De guerre lasse, parrain Louis, désœuvré un instant, s’exécuta, le plaisir de la petite s’ajoutant au sien sans qu’il le montrât. Cependant, il s’agissait de se faire discret car, après tout, la patronne, prompte quelquefois à s’enflammer, rouscaillerait peut-être à l’idée que l’on fouine dans tous les recoins de son bercail et que l’on dérange ses chers pensionnaires. Tenant fermement par une main sa protégée triomphante, parrain Louis plaqua son index sur ses lèvres en signe de connivence, confirmant par ce geste la probable entorse à une règle respectueuse des usages. Ainsi, les deux complices franchirent en catimini l’enclos que plus aucune claire-voie ne barrait et se plantèrent devant un portillon aux vieilles planches de chêne sommairement clouées, l’huis de la « Bête ». Sans chevillette à tirer (on n’était pas chez Mère-grand !) ni loquet métallique à décoincer, le battant était seulement maintenu fermé au moyen d’un fil de fer entortillé autour d’un bâton en travers du chambranle de pierre.
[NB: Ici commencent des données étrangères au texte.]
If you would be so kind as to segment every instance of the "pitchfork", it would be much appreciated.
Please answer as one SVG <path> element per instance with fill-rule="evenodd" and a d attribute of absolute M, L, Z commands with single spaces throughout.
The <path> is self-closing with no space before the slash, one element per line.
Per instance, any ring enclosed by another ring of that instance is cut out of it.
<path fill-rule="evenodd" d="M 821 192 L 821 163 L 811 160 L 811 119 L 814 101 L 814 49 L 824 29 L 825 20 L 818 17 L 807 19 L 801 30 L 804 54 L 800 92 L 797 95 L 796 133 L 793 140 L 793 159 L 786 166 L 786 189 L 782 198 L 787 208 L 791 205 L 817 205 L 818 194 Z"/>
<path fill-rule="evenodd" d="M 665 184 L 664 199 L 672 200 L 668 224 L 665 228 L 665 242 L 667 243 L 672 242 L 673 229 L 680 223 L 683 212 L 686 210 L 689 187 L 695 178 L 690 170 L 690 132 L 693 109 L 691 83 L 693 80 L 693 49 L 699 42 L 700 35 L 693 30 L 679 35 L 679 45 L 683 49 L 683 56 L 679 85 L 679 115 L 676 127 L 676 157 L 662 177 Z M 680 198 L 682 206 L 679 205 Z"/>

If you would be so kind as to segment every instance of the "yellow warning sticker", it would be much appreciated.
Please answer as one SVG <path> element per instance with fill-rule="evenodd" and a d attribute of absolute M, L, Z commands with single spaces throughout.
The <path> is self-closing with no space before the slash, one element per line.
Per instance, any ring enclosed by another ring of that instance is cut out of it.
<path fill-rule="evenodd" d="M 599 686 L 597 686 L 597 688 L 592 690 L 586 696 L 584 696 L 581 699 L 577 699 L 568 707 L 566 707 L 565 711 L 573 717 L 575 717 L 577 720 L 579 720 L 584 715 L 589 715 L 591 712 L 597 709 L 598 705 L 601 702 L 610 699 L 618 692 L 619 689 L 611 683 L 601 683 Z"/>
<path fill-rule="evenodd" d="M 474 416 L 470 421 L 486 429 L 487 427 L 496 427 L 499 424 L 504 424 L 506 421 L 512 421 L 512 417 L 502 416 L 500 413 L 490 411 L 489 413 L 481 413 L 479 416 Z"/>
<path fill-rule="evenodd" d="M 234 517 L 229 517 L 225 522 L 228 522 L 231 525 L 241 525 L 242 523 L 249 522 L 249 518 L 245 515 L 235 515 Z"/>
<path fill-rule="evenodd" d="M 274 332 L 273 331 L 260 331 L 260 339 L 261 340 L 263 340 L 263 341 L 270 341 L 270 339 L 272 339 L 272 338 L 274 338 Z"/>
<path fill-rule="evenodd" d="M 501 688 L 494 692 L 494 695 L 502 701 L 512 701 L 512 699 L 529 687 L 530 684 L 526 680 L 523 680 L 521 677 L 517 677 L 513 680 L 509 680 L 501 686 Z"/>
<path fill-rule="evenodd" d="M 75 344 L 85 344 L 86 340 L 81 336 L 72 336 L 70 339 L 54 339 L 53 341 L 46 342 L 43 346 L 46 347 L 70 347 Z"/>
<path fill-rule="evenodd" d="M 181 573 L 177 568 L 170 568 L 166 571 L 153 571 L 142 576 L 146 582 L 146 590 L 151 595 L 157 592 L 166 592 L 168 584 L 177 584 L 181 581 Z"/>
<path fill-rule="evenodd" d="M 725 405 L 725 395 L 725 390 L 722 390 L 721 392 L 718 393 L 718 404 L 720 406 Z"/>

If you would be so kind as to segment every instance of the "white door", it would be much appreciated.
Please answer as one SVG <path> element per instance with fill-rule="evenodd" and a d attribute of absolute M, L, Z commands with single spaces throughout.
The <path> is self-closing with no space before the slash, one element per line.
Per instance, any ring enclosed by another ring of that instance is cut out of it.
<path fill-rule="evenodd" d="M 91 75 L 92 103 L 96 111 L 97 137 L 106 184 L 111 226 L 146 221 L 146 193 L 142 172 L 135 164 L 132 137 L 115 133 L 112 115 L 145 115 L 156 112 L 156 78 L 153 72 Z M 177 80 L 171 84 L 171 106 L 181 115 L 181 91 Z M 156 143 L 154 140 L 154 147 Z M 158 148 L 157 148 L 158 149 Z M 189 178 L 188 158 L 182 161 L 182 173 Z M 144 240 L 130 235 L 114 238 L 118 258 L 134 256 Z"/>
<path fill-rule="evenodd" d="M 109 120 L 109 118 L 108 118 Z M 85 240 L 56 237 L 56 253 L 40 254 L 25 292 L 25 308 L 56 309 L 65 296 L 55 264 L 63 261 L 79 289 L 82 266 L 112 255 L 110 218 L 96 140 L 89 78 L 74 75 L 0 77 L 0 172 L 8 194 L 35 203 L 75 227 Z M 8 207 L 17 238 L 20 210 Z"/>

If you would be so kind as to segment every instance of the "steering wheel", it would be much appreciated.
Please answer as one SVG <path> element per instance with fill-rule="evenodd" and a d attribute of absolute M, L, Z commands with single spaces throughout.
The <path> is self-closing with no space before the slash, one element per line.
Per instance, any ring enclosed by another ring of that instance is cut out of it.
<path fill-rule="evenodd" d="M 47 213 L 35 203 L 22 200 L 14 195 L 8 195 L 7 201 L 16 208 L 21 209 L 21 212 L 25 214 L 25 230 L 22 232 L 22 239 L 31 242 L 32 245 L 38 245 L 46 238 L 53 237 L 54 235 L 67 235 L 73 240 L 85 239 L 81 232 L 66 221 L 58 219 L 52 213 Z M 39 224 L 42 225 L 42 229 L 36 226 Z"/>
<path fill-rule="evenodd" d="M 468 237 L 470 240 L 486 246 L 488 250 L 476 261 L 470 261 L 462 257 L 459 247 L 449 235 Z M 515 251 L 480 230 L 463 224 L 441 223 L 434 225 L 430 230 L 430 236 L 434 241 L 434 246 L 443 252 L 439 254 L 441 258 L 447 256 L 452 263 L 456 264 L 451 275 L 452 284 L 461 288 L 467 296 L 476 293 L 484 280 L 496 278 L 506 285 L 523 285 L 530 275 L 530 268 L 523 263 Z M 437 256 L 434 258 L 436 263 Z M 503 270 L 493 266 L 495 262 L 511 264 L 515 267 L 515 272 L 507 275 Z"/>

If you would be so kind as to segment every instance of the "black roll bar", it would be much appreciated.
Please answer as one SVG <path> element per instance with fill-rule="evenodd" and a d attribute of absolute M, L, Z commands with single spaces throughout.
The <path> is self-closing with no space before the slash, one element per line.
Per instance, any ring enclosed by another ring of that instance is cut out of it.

Un « Sésame, ouvre-toi » commun dans les campagnes ! Sans doute, Dalius, le vieux forgeron du village, était-il trop loin ou trop coûteux ! Alors, parrain Louis fit pivoter le bois à la verticale et l’antre du dragon s’ouvrit magiquement dans un couinement lugubre de gonds assoiffés, laissant échapper instantanément d’indéfinissables relents qui empuantaient l’air ambiant. Avant même de discerner la silhouette d’une ombre, la « Belle » se boucha le nez par réflexe et s’agrippa plus fort au bras de son héros protecteur. Puis, sage précaution, les deux visiteurs s’attardèrent sur le palier, non par politesse comme s’ils attendaient une invite à s’introduire, plutôt contraints de laisser leurs pupilles se dilater doucement dans la pénombre.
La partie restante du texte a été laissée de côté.